Risk-Adjusted Performance

0 of 100

 
Weak
 
Strong
Very Weak
Over the last 90 days New Oriental Education has generated negative risk-adjusted returns adding no value to investors with long positions. Despite somewhat strong fundamental indicators, New Oriental is not utilizing all of its potentials. The current stock price disturbance, may contribute to short-term losses for the investors.
Huntington Ingalls 

Risk-Adjusted Performance

0 of 100

 
Weak
 
Strong
Very Weak
Over the last 90 days Huntington Ingalls Industries, has generated negative risk-adjusted returns adding no value to investors with long positions.
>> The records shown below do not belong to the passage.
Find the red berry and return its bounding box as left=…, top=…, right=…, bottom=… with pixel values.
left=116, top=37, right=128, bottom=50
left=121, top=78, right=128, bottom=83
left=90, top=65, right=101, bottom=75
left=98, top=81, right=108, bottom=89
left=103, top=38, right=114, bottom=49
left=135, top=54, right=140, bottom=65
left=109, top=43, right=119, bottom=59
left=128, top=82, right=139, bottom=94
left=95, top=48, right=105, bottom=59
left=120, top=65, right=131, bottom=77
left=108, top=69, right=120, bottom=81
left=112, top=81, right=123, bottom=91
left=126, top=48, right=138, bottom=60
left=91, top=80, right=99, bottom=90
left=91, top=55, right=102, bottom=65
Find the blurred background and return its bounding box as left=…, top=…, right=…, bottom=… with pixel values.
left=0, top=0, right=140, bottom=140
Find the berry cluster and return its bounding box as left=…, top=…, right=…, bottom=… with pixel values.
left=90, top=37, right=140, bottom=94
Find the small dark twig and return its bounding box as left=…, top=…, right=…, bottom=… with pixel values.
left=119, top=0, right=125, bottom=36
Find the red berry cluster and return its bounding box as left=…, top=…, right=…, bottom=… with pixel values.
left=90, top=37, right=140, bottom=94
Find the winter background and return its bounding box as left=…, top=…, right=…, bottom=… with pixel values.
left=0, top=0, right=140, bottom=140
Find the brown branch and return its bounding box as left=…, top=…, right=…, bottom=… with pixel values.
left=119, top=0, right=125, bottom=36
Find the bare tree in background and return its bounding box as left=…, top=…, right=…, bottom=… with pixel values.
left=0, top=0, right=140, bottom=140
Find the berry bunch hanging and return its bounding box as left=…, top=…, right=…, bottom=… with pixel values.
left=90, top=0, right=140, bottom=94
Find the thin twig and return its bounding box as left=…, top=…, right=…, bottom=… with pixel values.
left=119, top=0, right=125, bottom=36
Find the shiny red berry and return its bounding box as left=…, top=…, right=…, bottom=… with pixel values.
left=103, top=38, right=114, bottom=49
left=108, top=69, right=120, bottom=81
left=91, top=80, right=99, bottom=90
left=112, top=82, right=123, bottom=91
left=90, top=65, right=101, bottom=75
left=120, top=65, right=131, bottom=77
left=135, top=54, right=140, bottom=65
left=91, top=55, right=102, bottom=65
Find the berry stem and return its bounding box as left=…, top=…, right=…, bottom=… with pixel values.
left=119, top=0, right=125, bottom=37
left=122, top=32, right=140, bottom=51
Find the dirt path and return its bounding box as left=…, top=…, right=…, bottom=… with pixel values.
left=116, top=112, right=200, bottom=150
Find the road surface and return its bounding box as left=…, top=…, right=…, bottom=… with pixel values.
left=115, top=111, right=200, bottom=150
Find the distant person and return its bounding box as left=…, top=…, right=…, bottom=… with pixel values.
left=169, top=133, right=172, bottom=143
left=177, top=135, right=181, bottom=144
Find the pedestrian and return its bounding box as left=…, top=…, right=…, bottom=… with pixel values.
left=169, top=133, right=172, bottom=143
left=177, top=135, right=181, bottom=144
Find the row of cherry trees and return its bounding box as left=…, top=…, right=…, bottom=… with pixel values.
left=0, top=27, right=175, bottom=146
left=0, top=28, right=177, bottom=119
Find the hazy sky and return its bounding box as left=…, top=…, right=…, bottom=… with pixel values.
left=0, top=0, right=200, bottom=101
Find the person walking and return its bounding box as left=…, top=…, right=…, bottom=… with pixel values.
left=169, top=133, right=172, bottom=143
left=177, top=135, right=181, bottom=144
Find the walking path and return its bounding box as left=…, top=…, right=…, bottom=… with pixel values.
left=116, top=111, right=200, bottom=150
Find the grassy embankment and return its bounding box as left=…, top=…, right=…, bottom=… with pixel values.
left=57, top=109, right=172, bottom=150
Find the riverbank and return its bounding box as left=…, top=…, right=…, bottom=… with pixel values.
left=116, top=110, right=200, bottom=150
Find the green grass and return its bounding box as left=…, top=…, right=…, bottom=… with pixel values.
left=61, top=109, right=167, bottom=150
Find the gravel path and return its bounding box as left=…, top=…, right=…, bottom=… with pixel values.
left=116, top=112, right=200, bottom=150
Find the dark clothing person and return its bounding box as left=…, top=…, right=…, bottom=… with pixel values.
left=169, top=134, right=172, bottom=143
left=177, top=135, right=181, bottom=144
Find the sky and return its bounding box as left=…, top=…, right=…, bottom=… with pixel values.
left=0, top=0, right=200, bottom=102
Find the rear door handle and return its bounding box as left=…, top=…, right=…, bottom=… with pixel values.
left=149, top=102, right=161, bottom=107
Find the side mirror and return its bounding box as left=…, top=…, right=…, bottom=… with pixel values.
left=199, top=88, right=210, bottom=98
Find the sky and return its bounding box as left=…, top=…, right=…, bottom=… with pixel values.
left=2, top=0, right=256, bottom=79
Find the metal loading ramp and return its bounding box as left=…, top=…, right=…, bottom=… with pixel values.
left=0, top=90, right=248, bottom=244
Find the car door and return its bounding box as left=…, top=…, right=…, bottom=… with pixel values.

Despite uncertain performance in the last few months, the Stock's forward indicators remain somewhat strong which may send shares a bit higher in February 2025. The current disturbance may also be a sign of long term up-swing for the company investors.

New Oriental and Huntington Ingalls Volatility Contrast

   Predicted Return Density   
       Returns  

Pair Trading with New Oriental and Huntington Ingalls

The main advantage of trading using opposite New Oriental and Huntington Ingalls positions is that it hedges away some unsystematic risk. Because of two separate transactions, even if New Oriental position performs unexpectedly, Huntington Ingalls can make up some of the losses. Pair trading also minimizes risk from directional movements in the market. For example, if an entire industry or sector drops because of unexpected headlines, the short position in Huntington Ingalls will offset losses from the drop in Huntington Ingalls' long position.
The idea behind New Oriental Education and Huntington Ingalls Industries, pairs trading is to make the combined position market-neutral, meaning the overall market's direction will not affect its win or loss (or potential downside or upside). This can be achieved by designing a pairs trade with two highly correlated stocks or equities that operate in a similar space or sector, making it possible to obtain profits through simple and relatively low-risk investment.
Check out your portfolio center.
Note that this page's information should be used as a complementary analysis to find the right mix of equity instruments to add to your existing portfolios or create a brand new portfolio. You can also try the Money Flow Index module to determine momentum by analyzing Money Flow Index and other technical indicators.